Insider Hacking [Not]

I had a note about this in my original post about OpenCorporations, but it bears repeating, as I was just asked about it by a reporter from The Guardian: in addition to my daring exploits of late I was also, as it happens, the programmer who originally crafted the code for the Province’s Corporate Register, as part of a multi-year project developing www.gov.pe.ca that ended amicably five years ago.

I haven’t had access to the code that runs the register, or to the database that serves it, since 2003, however, and the “spidering” of the register that fed the OpenCorporations project was done simply by indexing public web pages. This is something that anyone could do (and, indeed, is something that other search engines did freely for many years until the register was modified last week).

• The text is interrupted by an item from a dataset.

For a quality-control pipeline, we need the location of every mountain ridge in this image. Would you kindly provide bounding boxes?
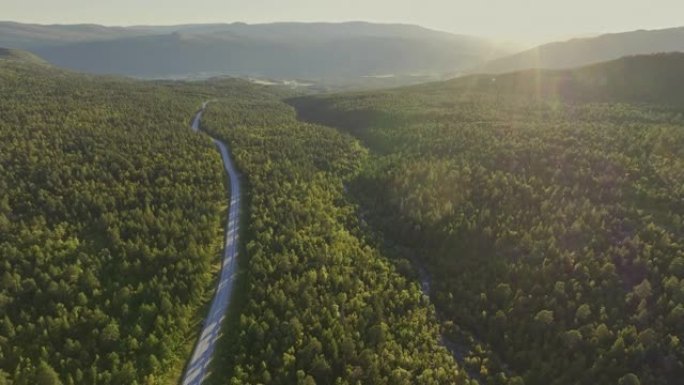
[0,21,512,82]
[477,25,684,74]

Indeed I used a similar approach when I created spidering applications to index Charlottetown Building Permits and City Council Minutes in 2006.

Thursday, December 11, 2008 at 12:11 pm

Peter Rukavina

OpenCorporations

Comments

I can’t agree. It was a

I can’t agree. It was a breach of trust placed in you by the Province.

It’s in the story which I won’t repeat since I’m getting tired.

Sorry

Public data is public data

Public data is public data after all. Very amateurish move by the government on all fronts - both blocking access and now obviously smearing you….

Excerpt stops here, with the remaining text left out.